Abdelrahman A Nimeri, MD, Maria Margarita, MD, Mohammed B Al Hadad, RN. SKMC managed by Cleveland Clinic
Sleeve gastrectomy is considered a primary treatment for morbid obesity. Leaks following sleeve gastrectomy are not uncommon, and may lead to major morbidity, and prolonged hospital stay.2 The leak rate from gastric staple line ranges from 1.4 – 20% Endoscopic stent placement is a potential management strategy. However, it requires expertise, may not heal the leak, lead to stent migration, or significant dysphagia in some patients. A standard method of managing leaks following sleeve gastrectomy has not been established.
Objective:
To evaluate the outcomes of consecutive patients with leaks following laparoscopic sleeve gastrectomy managed at BMI Abu Dhabi.
Methods:
We performed a retrospective analysis of our prospectively maintained data base of consecutive patients with leaks after laparoscopic sleeve gastrectomy managed at BMI Abu Dhabi utilizing a standardized operative management strategy without the use of endoscopic stenting between April 2010 and April 2011. All patients were optimized, and resuscitated adequately before surgery. Data was obtained from the hospital medical record, and IRB approval was obtained.
Results:
All patients were referred to BMI Abu Dhabi; during the same time period we performed 34 laparoscopic sleeve gastrectomies without a leak. We identified a total of four patients. Two patients were done at a private hospital in the UAE, one done in Jordan, and one in Egypt. All patients were referred for higher level of care. All patients were optimized, and resuscitated adequately before surgery. Intraoperatively, all patients had endoscopy and a T tube was placed into the leak if identified clearly; Otherwise, the area of the leak was drained adequately and a jejunostomy tube was inserted in a standard fashion. No attempts were made at suturing the leak site. All leaks healed following an initial period of inpatient hospital stay, followed by an outpatient period on jejunostomy tube feeding and Nil Per Os (NPO).

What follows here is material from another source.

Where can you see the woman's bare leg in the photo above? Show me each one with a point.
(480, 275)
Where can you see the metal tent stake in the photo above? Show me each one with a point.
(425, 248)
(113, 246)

All Leaks healed without the need for endoscopic stent placement.
Conclusion:
Early single stage operative management of leaks after laparoscopic sleeve gastrectomy utilizing a standardized operative strategy without the use of endoscopic stenting is both safe and effective.
Age | Sex | Time to presentation to BMI Abu Dhabi | Initial operation | Time to Surgery | Operative strategy |
49 | F | 6 weeks | Revision of LAGB to sleeve | 7 weeks | Open SB resection, ECF resection, J tube |
35 | M | 4 weeks | Revision of LAGB to sleeve | 1 weeks | Open G tube, J tube |
27 | F | 5 weeks | Revision of LAGB to sleeve | 5 weeks | Lap T Tube & J tube, drains |
36 | F | 4 weeks | Primary Sleeve | 4 weeks | Lap J tube & drain |
Radiological drainage | Reoperation | LOS | Time to leak closure | Outcome |
None | None | 26 weeks | 16 weeks | Healed |
None | None | 4 weeks | 4 weeks | Healed |
Pre and post surgery | None | 4 weeks | 8 weeks | Healed |
Pre surgery only | None | 4 weeks | 8 weeks | Healed |
*Patient referred to our unit in acute renal failure on dialysis, intubated, septic with a high output enterocutaneous fistula, a gastrocutaneous fistula, pancytopenia, and severe malnutrition.